For any string \(w \in L(G_3)\), the derivation must start with \(S \rightarrow S_1S_2\).
Then, \(S_1\) derives some string \(x \in L(G_1)\) using rules from \(R_1\).
And \(S_2\) derives some string \(y \in L(G_2)\) using rules from \(R_2\).
So, \(w = xy \text{ where } x \in L(G_1) \text { and } y \in L(G_2)\), which means \(w \in L(G_1)L(G_2)\).
Conversely, for any string \(w \in L(G_1)L(G_2)\), we have \(w = xy \text{ where } x \in L(G_1) \text { and } y \in L(G_2)\):
Since \(x \in L(G_1)\), there exists a derivation \(S_1 \overset{*}\Rightarrow x\) using rules from \(R_1\).
Since \(y \in L(G_2)\), there exists a derivation \(S_2 \overset{*}\Rightarrow y\) using rules from \(R_2\).
Using the rule \(S \rightarrow S_1S_2\), we get \(S \Rightarrow S_1S_2 \overset{*}\Rightarrow xy = w\). So, \(w \in L(G_3)\).
Note: the asterisk (*) above the arrow notation \(\overset{*}\Rightarrow\) means zero or more steps of derivation. So, \(S_1 \overset{*}\Rightarrow x\) means that the symbol \(S_1\) can derive \(x\) through a series of production rule applications.

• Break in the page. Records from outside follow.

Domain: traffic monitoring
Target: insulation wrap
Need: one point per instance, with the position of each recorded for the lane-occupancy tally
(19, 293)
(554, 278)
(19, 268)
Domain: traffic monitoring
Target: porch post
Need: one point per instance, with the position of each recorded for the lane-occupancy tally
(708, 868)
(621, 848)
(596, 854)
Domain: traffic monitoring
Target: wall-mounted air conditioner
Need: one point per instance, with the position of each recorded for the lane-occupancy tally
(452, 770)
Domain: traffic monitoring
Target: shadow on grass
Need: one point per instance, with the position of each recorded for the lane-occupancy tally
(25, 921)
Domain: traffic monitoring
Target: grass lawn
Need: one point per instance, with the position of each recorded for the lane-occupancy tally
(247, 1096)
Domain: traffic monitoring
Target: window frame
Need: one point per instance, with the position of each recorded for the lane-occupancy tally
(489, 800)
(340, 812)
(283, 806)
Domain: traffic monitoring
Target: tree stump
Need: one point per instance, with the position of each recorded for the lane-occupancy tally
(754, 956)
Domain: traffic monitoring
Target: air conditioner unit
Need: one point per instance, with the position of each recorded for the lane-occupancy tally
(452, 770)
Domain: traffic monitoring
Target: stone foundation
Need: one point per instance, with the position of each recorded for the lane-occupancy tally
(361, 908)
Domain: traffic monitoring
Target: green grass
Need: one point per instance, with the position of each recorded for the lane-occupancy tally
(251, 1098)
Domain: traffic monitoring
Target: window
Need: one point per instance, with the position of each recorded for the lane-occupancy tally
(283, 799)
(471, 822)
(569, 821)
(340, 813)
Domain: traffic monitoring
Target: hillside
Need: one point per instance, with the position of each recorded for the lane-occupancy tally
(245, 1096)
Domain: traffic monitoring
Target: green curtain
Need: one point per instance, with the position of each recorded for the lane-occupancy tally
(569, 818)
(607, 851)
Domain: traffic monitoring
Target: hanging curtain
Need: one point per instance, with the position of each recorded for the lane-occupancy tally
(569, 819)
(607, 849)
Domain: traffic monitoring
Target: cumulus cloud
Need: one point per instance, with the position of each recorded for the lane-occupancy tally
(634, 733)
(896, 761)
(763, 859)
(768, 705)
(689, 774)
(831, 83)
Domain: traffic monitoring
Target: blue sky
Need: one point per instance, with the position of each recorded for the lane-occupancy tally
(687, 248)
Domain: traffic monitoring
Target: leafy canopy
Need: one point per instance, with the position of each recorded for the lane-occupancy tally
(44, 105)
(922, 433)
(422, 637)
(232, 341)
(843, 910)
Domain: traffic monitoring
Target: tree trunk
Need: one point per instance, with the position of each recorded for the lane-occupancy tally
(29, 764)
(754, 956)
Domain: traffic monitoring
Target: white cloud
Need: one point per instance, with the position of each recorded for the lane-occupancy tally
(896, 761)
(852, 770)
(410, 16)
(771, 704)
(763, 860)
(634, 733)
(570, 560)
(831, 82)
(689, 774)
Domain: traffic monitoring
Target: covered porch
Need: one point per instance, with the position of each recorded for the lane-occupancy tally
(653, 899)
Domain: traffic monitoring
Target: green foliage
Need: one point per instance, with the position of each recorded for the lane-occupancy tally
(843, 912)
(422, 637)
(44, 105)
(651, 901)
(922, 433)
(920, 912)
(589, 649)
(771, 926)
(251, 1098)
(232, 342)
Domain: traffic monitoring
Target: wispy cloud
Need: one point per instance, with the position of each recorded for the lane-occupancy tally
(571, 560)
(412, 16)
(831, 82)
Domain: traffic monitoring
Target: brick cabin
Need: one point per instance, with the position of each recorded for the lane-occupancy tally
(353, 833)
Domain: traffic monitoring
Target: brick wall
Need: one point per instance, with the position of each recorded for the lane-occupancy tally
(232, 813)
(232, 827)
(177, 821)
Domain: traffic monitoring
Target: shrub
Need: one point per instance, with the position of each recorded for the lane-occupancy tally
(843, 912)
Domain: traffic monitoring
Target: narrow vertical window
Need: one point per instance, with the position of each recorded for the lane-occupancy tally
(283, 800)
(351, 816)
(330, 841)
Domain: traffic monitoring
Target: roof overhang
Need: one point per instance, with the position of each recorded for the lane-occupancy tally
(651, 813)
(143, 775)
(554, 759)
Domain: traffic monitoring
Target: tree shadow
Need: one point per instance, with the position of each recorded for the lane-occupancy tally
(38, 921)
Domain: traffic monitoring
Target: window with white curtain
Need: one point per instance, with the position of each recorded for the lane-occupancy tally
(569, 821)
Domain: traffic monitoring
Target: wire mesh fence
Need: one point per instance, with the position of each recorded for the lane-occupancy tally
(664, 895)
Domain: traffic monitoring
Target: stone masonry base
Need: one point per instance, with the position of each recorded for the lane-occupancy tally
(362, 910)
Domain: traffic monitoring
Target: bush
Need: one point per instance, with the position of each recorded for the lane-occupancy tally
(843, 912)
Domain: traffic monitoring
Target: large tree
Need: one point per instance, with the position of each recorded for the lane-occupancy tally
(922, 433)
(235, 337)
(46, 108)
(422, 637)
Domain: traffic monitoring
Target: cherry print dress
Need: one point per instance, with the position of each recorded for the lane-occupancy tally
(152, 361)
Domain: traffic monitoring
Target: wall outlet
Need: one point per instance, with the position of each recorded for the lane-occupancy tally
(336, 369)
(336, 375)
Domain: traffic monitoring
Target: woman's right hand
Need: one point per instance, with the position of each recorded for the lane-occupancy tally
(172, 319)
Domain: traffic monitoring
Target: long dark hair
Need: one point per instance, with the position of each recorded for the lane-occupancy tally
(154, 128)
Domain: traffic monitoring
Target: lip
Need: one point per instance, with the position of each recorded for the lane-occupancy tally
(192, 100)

Example: Let \(L_1 = \{a^nb^n \mid n \geq 1\}\) and \(L_2 = \{c^md^m \mid m \geq 1\}\), their production language \(L = L_1L_2 = \{a^nb^nc^md^m \mid n, m \geq 1 \}\). For example, if we concatenate \(aabb\) from \(L_1\) with \(ccdd\) from \(L_2\), we get \(aabbccdd \in L_1L_2\). Let us find out the CFG for \(L_1L_2\):
The production rules for \(L_1\) is \(S \rightarrow aSb \mid ab\) and the production rules for \(L_2\) is \(S \rightarrow cSd \mid cd\). To obtain the CFG for their concatenation:
First, add subscripts to non-terminals in \(L_1\): \(S_1 \rightarrow aS_1b \mid ab\)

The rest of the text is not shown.